Beta warning

StorageOS is currently in Beta. This allows users to explore our software prior to General Availability (GA) release. Any feedback on software problems and usability will help improve our product and allows us to track issues and fix them.

As public Beta software, StorageOS has yet to be released commercially and may contain imperfections causing the software not to perform as well as GA release software. Therefore we recommend you only install this on non-production, non-business critical infrastructure or devices.

Before the GA release, data formats used by StorageOS may change and there may not be an automated migration process. When upgrades break compatibility or require manual migration processes we will endeavour to make this clear in the release notes.

We recommend always using “tagged” versions of StorageOS rather than “latest”, and to perform upgrades only after reading the release notes.

Upgrades

Upgrades can be performed by restarting the StorageOS node container with the new version, or by performing docker plugin upgrade on Docker Managed Plugin installs.

Before a node is upgraded, applications local to the node that mount StorageOS volumes should be migrated to other cluster nodes or their data volumes will be unavailable while the StorageOS container restarts.

Where there are special considerations they are described below.

0.8.x -> 0.9.x

Start-up sripts should be updated to use the new cluster discovery syntax (See: https://docs.storageos.com/docs/install/prerequisites/clusterdiscovery)

Do not mix a cluster with 0.8.x and 0.9.x versions as port numbers have changed. This may cause cluster instability while nodes are being upgraded.

0.7.x -> 0.8.x

Due to the nature the KV Store change there is no upgrade method from 0.7.x to 0.8.x+. Our recommendation is to create a new cluster, paying attention to the new parameters (CLUSTER_ID and INITIAL_CLUSTER). Note that CLUSTER_ID and INITIAL_CLUSTER have been replaced by JOIN in 0.9.x onwards.

0.9.2

The 0.9.2 fixes a memory leak, so upgrading is recommended. It also reduces the time taken to delete volumes.

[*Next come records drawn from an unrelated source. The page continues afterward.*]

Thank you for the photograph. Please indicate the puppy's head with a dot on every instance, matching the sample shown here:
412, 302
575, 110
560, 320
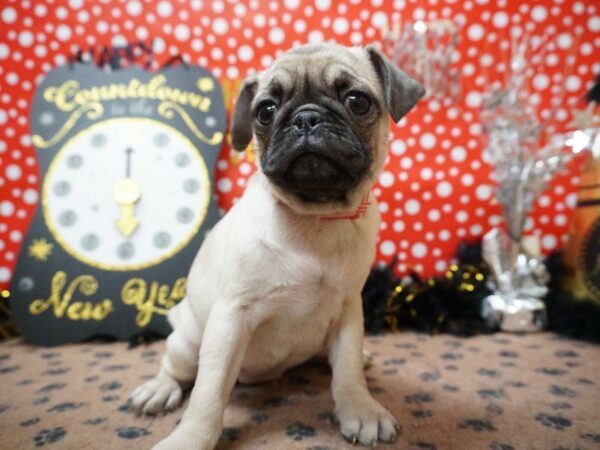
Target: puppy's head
319, 117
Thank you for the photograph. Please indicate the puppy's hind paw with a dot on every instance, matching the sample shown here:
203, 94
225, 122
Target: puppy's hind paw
160, 394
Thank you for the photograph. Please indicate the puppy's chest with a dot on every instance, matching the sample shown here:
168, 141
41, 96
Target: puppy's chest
303, 285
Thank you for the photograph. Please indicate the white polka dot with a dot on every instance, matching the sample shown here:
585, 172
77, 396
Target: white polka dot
419, 250
9, 15
63, 33
315, 37
467, 179
322, 5
573, 83
462, 216
340, 25
412, 207
292, 4
483, 192
444, 235
182, 32
398, 226
444, 189
406, 162
26, 38
549, 242
13, 172
245, 53
541, 81
224, 185
387, 248
434, 215
134, 8
500, 19
30, 196
560, 220
427, 141
564, 41
473, 99
398, 147
594, 24
164, 8
7, 208
12, 78
386, 179
220, 26
475, 32
539, 13
458, 154
4, 51
4, 274
426, 173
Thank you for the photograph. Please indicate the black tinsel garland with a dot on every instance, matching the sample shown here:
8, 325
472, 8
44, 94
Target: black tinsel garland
451, 303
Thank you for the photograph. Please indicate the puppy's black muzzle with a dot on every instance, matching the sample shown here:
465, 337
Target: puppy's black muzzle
316, 157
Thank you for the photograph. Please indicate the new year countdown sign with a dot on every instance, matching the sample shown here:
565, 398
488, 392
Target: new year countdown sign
127, 161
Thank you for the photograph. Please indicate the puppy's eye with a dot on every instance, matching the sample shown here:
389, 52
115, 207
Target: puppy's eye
266, 112
358, 102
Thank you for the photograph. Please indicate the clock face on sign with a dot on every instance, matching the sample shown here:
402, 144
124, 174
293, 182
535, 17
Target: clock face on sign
590, 259
125, 194
127, 162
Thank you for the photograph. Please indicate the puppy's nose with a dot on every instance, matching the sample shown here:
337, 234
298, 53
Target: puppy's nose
306, 120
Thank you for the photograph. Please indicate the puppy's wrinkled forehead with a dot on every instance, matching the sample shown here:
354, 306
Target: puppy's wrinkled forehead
319, 69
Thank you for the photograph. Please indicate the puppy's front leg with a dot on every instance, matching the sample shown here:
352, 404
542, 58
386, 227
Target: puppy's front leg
222, 352
360, 416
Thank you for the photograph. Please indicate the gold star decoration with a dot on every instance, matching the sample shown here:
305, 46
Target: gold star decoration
40, 249
205, 84
586, 118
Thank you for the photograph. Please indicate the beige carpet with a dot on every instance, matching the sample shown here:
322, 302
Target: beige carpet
491, 392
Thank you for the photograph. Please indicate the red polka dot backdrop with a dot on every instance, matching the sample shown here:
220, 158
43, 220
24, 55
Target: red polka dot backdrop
435, 190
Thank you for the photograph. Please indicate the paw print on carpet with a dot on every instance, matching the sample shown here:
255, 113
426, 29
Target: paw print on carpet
132, 432
49, 436
299, 431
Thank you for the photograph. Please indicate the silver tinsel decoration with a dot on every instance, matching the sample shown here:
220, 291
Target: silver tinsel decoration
428, 52
525, 155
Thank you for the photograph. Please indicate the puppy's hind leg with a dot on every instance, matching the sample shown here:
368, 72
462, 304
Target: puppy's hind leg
177, 371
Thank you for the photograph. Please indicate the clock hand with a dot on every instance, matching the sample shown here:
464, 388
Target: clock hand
127, 193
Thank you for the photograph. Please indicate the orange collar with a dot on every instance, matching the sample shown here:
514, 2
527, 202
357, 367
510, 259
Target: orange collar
360, 211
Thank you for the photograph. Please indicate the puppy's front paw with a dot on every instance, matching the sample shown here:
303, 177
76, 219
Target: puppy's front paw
160, 394
362, 419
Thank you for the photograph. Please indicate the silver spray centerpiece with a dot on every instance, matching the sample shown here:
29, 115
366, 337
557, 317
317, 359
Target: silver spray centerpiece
525, 154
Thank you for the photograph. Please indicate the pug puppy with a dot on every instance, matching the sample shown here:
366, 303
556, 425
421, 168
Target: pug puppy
278, 280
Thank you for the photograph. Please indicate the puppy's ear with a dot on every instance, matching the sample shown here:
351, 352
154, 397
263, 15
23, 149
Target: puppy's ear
241, 124
400, 91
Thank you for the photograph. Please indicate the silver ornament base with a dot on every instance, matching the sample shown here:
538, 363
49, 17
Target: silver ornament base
516, 315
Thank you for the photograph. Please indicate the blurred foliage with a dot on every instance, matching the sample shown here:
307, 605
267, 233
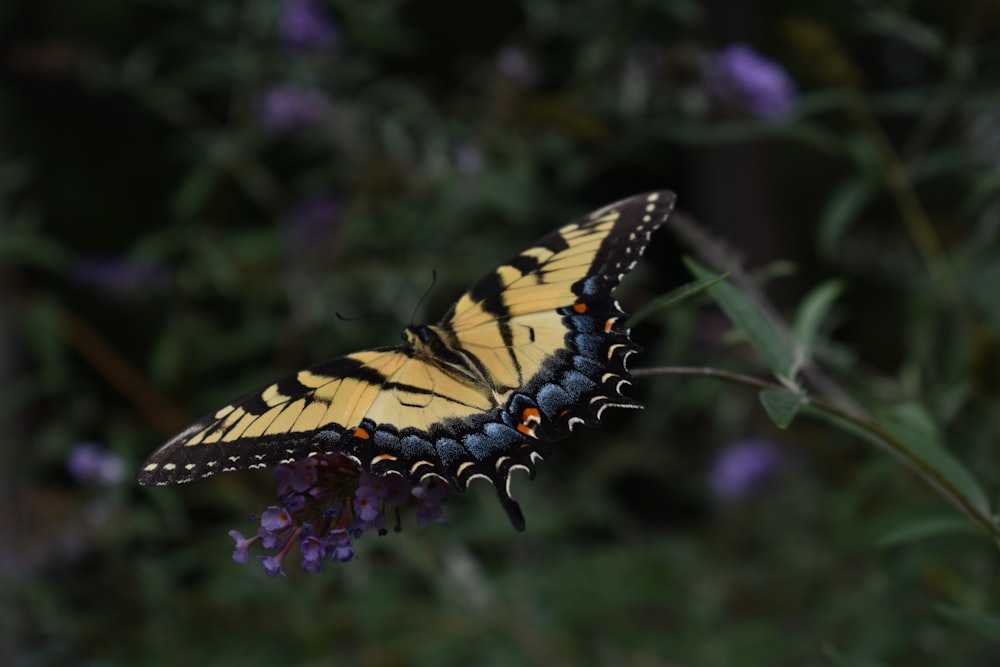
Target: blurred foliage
189, 193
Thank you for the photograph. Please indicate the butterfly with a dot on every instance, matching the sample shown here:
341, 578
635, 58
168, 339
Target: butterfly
535, 348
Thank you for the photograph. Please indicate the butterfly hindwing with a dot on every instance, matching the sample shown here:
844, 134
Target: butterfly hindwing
534, 348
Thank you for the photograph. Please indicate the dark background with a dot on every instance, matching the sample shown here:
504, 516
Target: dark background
168, 241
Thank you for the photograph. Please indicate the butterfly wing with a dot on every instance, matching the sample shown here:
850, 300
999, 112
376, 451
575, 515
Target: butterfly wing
542, 329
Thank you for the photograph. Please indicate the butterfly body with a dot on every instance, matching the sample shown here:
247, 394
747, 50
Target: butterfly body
531, 351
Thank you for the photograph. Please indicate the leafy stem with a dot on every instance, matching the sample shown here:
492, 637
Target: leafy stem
871, 429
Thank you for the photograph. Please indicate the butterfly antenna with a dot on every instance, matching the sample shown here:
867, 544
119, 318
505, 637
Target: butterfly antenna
427, 292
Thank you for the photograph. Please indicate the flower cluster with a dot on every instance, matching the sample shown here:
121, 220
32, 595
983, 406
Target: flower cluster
740, 79
742, 467
327, 502
91, 463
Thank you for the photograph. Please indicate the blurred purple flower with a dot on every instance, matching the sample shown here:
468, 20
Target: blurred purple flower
288, 107
741, 467
306, 25
90, 462
118, 276
740, 78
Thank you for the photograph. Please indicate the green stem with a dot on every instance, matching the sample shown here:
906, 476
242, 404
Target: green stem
868, 427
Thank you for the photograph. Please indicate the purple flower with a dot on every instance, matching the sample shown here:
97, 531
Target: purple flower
241, 552
327, 502
741, 467
118, 276
288, 107
89, 462
275, 519
306, 25
740, 78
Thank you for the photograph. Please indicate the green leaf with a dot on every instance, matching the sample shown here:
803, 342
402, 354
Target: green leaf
844, 205
988, 625
814, 309
781, 405
911, 425
755, 323
673, 297
923, 528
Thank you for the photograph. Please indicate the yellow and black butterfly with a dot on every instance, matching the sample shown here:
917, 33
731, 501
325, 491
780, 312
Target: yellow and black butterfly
535, 348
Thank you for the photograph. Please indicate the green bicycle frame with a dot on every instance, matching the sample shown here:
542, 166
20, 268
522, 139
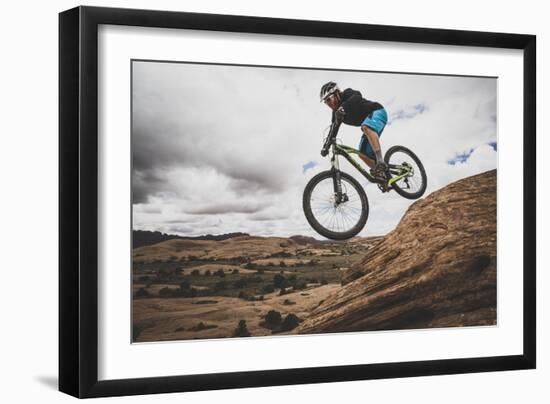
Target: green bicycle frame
348, 151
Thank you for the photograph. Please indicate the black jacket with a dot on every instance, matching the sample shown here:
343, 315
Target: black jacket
356, 107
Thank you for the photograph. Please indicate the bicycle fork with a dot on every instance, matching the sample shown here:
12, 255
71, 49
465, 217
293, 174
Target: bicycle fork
339, 197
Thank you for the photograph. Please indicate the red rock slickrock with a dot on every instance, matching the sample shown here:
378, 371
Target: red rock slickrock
436, 269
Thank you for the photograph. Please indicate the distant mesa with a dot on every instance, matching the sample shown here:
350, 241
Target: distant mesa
143, 238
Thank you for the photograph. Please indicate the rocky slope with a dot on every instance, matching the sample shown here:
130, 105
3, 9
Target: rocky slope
436, 269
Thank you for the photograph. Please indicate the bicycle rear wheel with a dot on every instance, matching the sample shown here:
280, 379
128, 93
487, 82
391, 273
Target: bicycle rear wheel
336, 221
404, 163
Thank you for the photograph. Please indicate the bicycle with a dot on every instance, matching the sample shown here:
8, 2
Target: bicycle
332, 199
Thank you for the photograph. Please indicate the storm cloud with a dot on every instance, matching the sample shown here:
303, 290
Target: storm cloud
220, 149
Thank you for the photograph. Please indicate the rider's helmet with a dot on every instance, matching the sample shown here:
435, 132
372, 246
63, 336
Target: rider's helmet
327, 89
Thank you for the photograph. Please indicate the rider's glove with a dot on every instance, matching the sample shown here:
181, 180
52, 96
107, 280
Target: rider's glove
339, 114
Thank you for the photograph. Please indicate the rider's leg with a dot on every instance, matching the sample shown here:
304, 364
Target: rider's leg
363, 147
372, 137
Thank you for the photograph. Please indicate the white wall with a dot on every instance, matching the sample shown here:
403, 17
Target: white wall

More work has gone into logging, with API endpoints to control verbosity and log filtering of running nodes individually or cluster-wide. Version 0.9.4 of the CLI provides the storageos logs subcommand to control settings remotely.

New

  • API endpoints for logging configuration

Improved

  • Remove cgo dependencies from controlplane
  • Better error message when the KV store is unavailable
  • Reduced memory footprint of controlplane by 67%.

Fixed

  • Memory leak introduced in 0.9.0 fixed

0.9.1

The 0.9.1 release includes a fix for the mount deadline exceeded error, where a volume mount fails after a long delay.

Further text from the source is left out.